Thursday, March 8th, 2007

So, Captain America is dead. Who knows for how long, but he’s certainly not alive in the Marvel Universe. I’m not thrilled about it. I mean, here we are, it’s been 66 years, and Marvel hasn’t exactly killed off their Superman, but Cap, well, he was a different breed. He swallowed some weird shit and became really strong so he could smash Nazis. I mean at times he was ridiculous; I have a comic I got for free from the dentist featuring Cap fighting plague monsters or something. But most of the time he was just pure, unadulterated Americana. Killing him off seems too political, or at least awkward. Anyway, the last thing he says is “Sharon…So Pretty…You take my breath.” Very romantic.

Ann Coulter isn’t that funny or offensive, just forumlaic and perplexing

Saturday, March 3rd, 2007

Ann “Dino-Cunt” Coulter, who manages to spew unparalleled hate even when her mouth is stuffed full of George Bush’s cock, said this today of her fag-bashing comment about John Edwards:

C’mon, it was a joke. I would never insult gays by suggesting that they are like John Edwards. That would be mean.

Here is out major problem with Ann Coulter: She says stupid shit that is offensive without being funny or making any sense. See, liberals say hateful things about George W. Bush because he’s an idiot who never had to work for anything and also has no intellectual curiosity and also a religious fundamentalist who has driven our country into the ground and ignited unparalleled chaos in the world. That’s why liberals say what they say about Bush, and generally manage to say things that are a.) funny or b.) grounded in reality or c.) both.

Calling John Edwards a faggot is not funny OR grounded in reality. John Edwards is not a homosexual, and there is nothing inherently bad about being a homosexual, and so what Coulter said about Edwards makes absolutely no sense. She incorrectly used a rather contentious epithet.

Anyway, nobody’s really got her back. Today, McCain, Guiliani and Romney all expressed outrage and disgust over what she said, the funniest of those being Romney because out of all of them he’s the most likely to actually be disgusted by comments like these, but the least likely to voice those feelings without political cover since he’s such a calculating fraud of a shell of a human being, which of course makes him our pick for ‘08. And we’re good company! Ann “Godzilla Cunt” Coulter also said today that Romney is her man, too! When it comes to frauds, it takes one to know one!
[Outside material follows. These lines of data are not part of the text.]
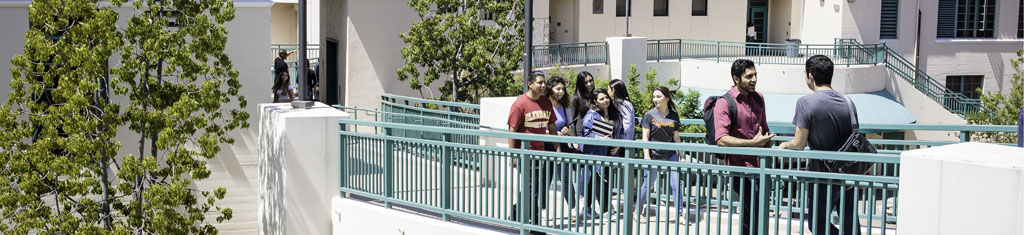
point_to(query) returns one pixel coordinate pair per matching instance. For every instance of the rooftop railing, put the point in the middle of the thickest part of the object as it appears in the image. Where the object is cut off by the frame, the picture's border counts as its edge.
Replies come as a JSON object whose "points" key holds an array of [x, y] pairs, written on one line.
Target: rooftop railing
{"points": [[842, 52], [708, 199], [570, 53]]}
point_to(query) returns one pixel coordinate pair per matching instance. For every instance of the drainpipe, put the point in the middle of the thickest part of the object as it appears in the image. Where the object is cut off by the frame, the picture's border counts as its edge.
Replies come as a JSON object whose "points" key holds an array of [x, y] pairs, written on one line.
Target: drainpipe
{"points": [[301, 70], [528, 46], [628, 13]]}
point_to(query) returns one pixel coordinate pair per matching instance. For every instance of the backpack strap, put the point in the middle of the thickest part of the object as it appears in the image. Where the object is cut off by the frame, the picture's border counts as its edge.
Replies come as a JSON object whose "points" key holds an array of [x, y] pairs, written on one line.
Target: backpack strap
{"points": [[732, 106], [853, 115]]}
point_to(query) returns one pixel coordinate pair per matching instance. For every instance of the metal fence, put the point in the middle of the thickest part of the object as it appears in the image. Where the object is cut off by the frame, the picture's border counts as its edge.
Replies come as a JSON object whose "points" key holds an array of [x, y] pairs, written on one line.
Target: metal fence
{"points": [[843, 52], [570, 53], [779, 195]]}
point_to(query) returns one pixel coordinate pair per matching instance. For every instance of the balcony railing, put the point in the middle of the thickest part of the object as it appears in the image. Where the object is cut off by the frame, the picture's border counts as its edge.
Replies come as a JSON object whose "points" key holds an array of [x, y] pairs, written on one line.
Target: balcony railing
{"points": [[570, 53], [708, 200], [844, 53]]}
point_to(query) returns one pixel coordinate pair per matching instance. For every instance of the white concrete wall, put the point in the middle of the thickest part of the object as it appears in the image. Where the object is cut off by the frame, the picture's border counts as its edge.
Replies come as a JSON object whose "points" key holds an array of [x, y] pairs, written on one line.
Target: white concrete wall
{"points": [[969, 188], [782, 78], [372, 219], [298, 167], [284, 22], [373, 50], [725, 21], [625, 52], [820, 21], [563, 21], [925, 109]]}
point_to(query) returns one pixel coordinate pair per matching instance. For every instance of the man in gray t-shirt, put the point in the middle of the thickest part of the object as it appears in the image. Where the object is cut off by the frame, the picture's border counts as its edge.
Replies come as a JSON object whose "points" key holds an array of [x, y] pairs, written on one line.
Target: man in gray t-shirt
{"points": [[822, 120]]}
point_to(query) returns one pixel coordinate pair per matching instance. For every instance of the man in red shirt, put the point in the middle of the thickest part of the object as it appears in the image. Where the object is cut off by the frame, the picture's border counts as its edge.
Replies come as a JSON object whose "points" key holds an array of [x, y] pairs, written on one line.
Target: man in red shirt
{"points": [[750, 129], [532, 113]]}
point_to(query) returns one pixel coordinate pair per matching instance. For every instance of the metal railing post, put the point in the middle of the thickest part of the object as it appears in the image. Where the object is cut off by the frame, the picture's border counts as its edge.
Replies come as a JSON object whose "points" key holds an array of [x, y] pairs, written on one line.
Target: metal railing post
{"points": [[586, 60], [523, 209], [718, 51], [388, 167], [446, 178], [342, 149], [762, 216], [628, 186]]}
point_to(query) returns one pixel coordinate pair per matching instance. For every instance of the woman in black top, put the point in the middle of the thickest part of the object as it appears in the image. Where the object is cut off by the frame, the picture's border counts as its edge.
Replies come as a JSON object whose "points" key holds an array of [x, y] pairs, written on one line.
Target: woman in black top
{"points": [[583, 100]]}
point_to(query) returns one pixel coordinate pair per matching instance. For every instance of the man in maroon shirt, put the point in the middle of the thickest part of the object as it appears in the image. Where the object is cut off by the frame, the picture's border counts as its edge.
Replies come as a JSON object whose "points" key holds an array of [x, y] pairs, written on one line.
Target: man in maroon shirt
{"points": [[750, 129], [532, 113]]}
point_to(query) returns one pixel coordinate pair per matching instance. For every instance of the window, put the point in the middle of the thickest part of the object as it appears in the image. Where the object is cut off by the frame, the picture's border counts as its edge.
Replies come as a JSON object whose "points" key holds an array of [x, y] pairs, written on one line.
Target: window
{"points": [[967, 84], [966, 18], [890, 20], [660, 7], [699, 7], [621, 6]]}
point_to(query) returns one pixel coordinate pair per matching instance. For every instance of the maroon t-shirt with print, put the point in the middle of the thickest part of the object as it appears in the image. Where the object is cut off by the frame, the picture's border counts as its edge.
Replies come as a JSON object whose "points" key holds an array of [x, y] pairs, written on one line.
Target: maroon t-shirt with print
{"points": [[528, 116]]}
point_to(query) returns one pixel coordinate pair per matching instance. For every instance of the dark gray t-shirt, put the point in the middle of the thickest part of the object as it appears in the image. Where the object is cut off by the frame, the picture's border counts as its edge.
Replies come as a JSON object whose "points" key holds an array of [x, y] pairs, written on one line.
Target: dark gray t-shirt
{"points": [[662, 129], [826, 117]]}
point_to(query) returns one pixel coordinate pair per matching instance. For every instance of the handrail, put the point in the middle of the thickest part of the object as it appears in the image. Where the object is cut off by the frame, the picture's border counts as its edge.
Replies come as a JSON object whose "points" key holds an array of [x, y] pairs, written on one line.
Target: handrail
{"points": [[570, 53], [424, 101], [822, 155], [953, 102], [370, 167], [895, 127], [842, 51]]}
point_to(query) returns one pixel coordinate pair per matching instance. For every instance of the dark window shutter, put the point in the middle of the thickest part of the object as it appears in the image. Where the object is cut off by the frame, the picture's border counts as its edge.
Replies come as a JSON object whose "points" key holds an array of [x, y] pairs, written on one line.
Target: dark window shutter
{"points": [[890, 20], [946, 20], [1020, 21]]}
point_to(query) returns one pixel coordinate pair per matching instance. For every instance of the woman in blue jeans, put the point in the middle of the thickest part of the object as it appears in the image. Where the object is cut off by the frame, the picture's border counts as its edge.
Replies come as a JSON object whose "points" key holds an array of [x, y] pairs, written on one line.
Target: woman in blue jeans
{"points": [[659, 124], [594, 182], [556, 92]]}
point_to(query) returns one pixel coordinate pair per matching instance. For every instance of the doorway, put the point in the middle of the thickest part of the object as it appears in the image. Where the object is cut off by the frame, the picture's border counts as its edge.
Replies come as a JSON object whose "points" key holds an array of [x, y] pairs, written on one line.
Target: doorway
{"points": [[332, 88], [757, 12]]}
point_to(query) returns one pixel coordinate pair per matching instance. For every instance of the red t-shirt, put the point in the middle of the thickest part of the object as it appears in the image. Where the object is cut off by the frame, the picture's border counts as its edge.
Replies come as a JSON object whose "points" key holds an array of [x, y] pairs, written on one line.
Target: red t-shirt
{"points": [[528, 116], [750, 116]]}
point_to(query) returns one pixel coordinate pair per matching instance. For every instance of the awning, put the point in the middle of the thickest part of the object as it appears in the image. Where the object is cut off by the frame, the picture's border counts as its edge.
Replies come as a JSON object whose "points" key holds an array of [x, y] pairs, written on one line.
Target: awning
{"points": [[873, 108]]}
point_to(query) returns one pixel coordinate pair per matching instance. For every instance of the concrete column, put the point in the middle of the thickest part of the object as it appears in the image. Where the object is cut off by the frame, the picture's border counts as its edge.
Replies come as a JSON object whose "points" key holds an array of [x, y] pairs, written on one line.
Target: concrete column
{"points": [[970, 188], [298, 168], [624, 51]]}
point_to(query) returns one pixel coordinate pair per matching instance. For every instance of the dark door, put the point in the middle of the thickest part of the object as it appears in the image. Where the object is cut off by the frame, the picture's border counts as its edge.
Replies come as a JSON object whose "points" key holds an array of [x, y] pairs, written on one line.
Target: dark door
{"points": [[331, 89], [759, 15]]}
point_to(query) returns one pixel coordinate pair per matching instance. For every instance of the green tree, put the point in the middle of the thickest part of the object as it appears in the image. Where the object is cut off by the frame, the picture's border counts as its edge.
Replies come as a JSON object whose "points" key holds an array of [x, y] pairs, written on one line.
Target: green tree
{"points": [[452, 41], [1001, 109], [174, 88]]}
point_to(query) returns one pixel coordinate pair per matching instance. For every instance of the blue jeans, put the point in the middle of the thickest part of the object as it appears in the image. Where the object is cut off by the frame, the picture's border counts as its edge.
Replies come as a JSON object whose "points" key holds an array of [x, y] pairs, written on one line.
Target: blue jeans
{"points": [[651, 175]]}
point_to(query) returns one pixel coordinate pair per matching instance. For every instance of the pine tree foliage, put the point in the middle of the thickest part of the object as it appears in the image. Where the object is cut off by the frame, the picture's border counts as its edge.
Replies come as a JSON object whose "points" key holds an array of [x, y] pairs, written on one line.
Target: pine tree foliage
{"points": [[163, 77]]}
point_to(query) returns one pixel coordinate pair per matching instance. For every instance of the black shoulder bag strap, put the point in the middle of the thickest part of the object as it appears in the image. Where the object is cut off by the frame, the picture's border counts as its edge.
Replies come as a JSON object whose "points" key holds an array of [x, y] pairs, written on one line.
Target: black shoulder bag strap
{"points": [[853, 115]]}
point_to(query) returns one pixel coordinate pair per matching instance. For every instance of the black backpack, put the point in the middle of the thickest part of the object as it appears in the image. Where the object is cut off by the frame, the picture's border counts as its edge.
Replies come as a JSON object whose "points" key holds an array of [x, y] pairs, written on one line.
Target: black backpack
{"points": [[855, 143], [709, 114]]}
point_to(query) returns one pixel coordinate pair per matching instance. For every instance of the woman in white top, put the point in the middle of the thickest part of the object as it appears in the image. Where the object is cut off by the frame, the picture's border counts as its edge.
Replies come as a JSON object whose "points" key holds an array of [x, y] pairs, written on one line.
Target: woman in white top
{"points": [[281, 89]]}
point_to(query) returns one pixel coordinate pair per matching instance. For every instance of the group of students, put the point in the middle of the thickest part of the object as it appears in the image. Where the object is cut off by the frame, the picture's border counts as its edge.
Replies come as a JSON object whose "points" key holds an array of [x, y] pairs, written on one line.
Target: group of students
{"points": [[282, 91], [822, 121]]}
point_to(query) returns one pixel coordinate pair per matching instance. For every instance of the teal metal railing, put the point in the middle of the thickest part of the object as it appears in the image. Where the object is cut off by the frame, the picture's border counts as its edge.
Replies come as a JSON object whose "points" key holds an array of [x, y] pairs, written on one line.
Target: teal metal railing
{"points": [[385, 167], [842, 53], [312, 50], [954, 102], [448, 111], [884, 146], [570, 53]]}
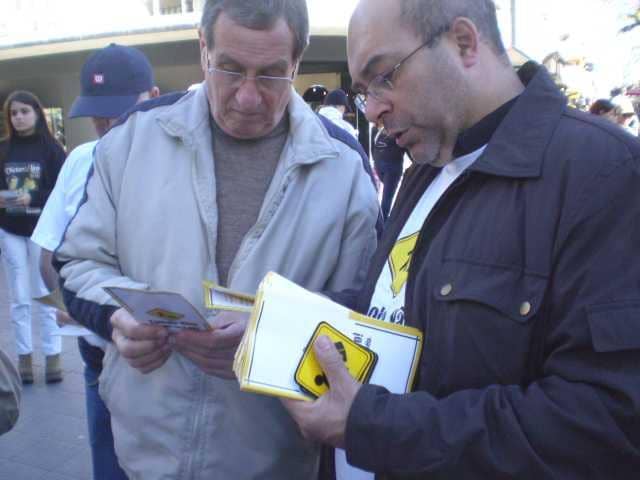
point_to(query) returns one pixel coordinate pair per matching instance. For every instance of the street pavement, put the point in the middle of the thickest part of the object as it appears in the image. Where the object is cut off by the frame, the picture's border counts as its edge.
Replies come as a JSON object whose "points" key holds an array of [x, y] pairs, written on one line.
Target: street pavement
{"points": [[50, 440]]}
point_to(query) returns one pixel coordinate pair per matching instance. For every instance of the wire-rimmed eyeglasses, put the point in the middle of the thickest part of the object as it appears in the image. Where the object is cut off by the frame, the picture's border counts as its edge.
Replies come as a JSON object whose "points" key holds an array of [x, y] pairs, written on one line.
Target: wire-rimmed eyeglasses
{"points": [[231, 79], [382, 83]]}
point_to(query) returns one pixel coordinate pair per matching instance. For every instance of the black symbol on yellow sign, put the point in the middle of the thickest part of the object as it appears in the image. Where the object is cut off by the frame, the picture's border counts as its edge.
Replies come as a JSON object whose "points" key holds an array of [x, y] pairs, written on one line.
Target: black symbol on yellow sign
{"points": [[321, 379], [399, 262]]}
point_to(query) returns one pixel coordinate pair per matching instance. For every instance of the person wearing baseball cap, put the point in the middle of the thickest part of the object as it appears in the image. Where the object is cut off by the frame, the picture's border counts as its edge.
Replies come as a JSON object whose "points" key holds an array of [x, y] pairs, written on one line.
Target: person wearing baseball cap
{"points": [[336, 104], [113, 80]]}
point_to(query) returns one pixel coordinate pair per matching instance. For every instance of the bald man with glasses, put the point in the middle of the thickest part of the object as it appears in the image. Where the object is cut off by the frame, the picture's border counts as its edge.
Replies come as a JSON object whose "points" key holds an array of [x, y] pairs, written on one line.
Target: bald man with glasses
{"points": [[512, 245], [229, 181]]}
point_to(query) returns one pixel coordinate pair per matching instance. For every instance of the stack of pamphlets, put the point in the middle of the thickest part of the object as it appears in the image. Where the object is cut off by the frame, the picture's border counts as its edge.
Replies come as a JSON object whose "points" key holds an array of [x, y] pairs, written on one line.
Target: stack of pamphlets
{"points": [[275, 356]]}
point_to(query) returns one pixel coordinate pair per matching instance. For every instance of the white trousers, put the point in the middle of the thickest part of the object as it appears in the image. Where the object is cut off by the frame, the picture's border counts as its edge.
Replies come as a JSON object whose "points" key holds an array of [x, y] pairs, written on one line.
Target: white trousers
{"points": [[20, 259]]}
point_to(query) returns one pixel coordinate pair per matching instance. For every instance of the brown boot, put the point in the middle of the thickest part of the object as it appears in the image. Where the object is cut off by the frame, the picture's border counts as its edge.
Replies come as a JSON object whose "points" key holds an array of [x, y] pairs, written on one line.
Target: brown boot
{"points": [[25, 367], [53, 371]]}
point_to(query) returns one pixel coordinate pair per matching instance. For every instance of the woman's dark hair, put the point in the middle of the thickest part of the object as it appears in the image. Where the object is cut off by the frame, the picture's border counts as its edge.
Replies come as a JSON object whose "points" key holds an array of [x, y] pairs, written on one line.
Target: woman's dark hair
{"points": [[22, 96], [601, 107]]}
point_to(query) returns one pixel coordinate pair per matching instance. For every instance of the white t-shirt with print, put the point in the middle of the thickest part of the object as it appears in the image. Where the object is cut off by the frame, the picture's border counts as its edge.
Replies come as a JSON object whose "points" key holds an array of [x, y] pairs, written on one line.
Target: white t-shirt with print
{"points": [[388, 299]]}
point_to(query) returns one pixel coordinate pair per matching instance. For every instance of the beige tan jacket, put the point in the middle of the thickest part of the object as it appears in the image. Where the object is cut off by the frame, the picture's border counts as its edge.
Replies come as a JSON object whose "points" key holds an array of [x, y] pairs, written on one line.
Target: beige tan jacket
{"points": [[150, 220]]}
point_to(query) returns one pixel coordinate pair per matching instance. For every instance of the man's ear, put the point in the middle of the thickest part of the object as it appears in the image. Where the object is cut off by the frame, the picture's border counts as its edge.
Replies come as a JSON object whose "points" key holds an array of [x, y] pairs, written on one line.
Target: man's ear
{"points": [[204, 51], [466, 37]]}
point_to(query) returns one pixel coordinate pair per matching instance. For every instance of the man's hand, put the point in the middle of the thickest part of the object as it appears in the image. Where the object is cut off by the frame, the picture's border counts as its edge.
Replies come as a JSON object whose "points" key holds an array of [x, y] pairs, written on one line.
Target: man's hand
{"points": [[325, 420], [63, 319], [144, 347], [213, 351]]}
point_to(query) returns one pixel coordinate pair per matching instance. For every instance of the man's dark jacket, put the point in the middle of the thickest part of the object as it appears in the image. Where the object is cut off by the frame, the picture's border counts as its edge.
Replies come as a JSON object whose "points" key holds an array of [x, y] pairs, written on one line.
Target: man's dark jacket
{"points": [[526, 282]]}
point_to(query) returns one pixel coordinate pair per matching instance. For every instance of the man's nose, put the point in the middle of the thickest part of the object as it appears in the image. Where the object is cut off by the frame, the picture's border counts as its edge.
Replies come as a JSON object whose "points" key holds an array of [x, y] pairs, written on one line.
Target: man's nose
{"points": [[375, 109], [248, 95]]}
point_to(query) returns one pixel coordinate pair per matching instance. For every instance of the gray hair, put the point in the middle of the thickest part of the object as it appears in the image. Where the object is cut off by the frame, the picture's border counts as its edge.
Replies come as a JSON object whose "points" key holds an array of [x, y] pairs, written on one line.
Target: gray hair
{"points": [[427, 17], [260, 15]]}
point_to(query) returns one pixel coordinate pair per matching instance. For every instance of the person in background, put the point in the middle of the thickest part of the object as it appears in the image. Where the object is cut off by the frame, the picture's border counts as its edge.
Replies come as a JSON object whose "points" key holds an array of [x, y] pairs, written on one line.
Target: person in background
{"points": [[30, 159], [336, 104], [113, 80], [10, 392], [388, 160], [627, 117], [606, 109]]}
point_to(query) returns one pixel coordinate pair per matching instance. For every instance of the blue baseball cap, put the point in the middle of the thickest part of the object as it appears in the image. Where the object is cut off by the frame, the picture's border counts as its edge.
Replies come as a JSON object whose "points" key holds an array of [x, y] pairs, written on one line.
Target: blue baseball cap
{"points": [[112, 80]]}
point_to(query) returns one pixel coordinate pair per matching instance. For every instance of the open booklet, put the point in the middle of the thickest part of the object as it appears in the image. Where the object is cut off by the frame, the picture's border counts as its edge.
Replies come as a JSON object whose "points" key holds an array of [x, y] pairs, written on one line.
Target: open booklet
{"points": [[275, 355], [285, 319], [167, 309]]}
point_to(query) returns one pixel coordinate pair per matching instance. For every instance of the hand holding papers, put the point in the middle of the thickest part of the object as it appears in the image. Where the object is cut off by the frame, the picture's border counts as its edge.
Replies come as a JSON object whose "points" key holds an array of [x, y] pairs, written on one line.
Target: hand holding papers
{"points": [[221, 298], [166, 309], [141, 328], [284, 319], [285, 322]]}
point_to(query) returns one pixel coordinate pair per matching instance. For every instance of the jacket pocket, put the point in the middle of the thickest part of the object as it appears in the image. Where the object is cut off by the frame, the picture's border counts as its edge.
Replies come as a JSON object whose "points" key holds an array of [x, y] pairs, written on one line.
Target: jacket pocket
{"points": [[483, 316], [615, 327], [509, 291]]}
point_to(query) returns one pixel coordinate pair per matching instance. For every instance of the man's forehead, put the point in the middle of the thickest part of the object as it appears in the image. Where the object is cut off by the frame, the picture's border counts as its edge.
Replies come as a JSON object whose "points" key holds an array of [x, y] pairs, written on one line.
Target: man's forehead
{"points": [[233, 39], [374, 35]]}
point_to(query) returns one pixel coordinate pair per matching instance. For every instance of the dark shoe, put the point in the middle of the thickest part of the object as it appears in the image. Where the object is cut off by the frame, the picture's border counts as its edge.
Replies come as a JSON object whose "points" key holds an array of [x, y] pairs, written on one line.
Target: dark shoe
{"points": [[53, 371], [25, 367]]}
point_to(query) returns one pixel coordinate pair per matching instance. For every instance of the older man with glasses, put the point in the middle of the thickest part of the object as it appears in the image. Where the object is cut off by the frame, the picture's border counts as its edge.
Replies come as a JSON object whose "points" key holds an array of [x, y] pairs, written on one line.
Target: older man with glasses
{"points": [[513, 246], [229, 181]]}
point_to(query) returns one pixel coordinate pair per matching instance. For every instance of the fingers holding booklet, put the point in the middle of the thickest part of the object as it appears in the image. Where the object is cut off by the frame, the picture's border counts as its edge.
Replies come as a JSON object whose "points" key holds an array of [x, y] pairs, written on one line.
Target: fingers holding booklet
{"points": [[213, 351], [325, 420], [145, 347], [153, 324]]}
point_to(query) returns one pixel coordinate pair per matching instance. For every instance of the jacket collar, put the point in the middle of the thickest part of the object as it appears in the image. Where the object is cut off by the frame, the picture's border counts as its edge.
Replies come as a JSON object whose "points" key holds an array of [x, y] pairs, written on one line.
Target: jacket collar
{"points": [[517, 148], [308, 141]]}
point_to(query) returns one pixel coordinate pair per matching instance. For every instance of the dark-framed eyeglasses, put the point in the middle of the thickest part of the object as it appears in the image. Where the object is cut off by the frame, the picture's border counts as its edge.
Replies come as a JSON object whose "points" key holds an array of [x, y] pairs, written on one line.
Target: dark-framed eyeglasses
{"points": [[233, 80], [382, 83]]}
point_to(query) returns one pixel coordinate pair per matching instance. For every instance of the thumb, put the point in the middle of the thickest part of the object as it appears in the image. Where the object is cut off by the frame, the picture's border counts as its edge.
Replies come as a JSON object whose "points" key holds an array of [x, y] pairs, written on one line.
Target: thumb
{"points": [[330, 360]]}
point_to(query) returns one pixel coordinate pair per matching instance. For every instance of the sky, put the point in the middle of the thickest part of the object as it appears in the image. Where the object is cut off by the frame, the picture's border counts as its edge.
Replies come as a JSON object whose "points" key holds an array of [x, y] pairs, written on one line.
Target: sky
{"points": [[583, 28]]}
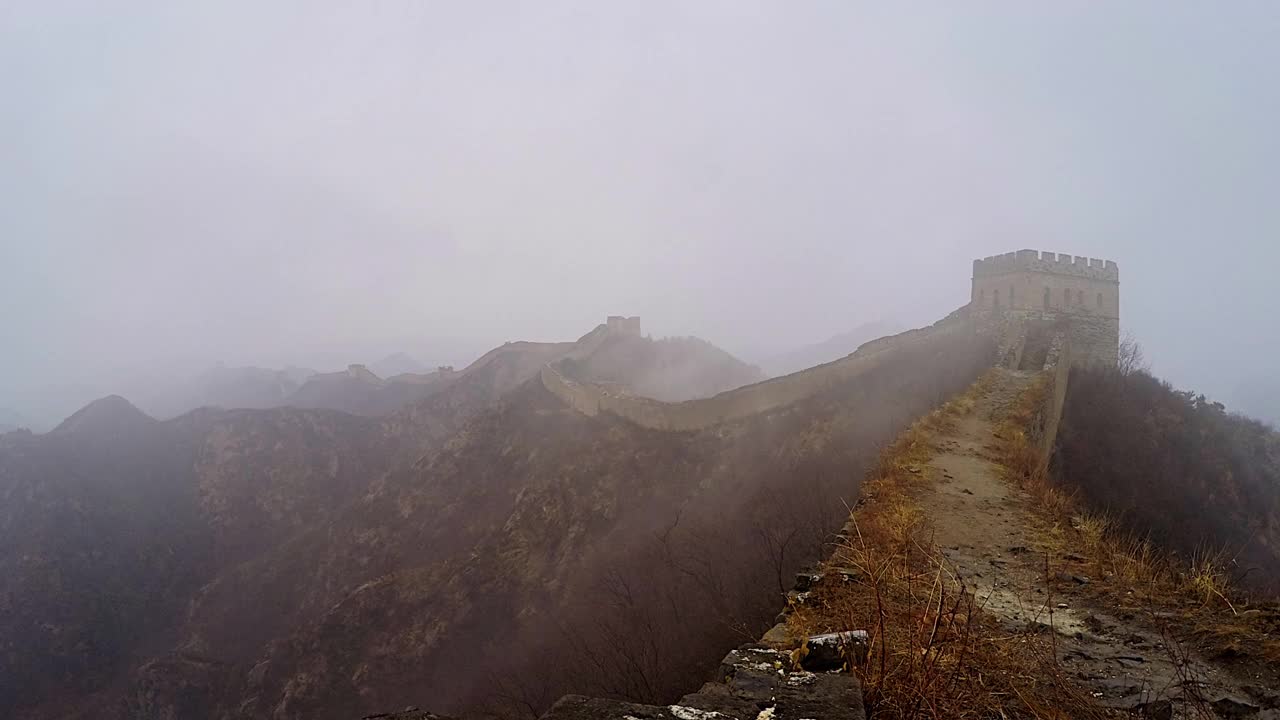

John Edwards is a negroe AND a faggot

Saturday, March 3rd, 2007

jevandal.jpgHere’s our new revelation about the country’s cuntiest right-wing loudmouth, Ann Coulter: she’s actually a 12-year-old boy. At some conservative speaking gig she had the other night, she called John Edwards a faggot… wha? Here’s the quote, from UPI:

“It turns out you have to go into rehab if you use the word ‘faggot,’ so I’m kind of at an impasse — I can’t really talk about Edwards,” she said.

Clearly that’s been a big laugh line for Coulter, cause she’s been using for months since the Isaiah Washington thing. As we know from the Half Hour News Hour, these right wingers aren’t funny, and so it’s no surprise that Ann has a shitty sense of comedic timing. You gotta keep it current, girl. And rehab probably wouldn’t be a bad idea either.

Anyway, this came exactly one day after Edwards’ Second Life Campaign HQ(?) was vandalized by a photoshopped photograph of Edwards in blackface.

My my, this really is a rather charming side these folks are showing this weekend, is it not?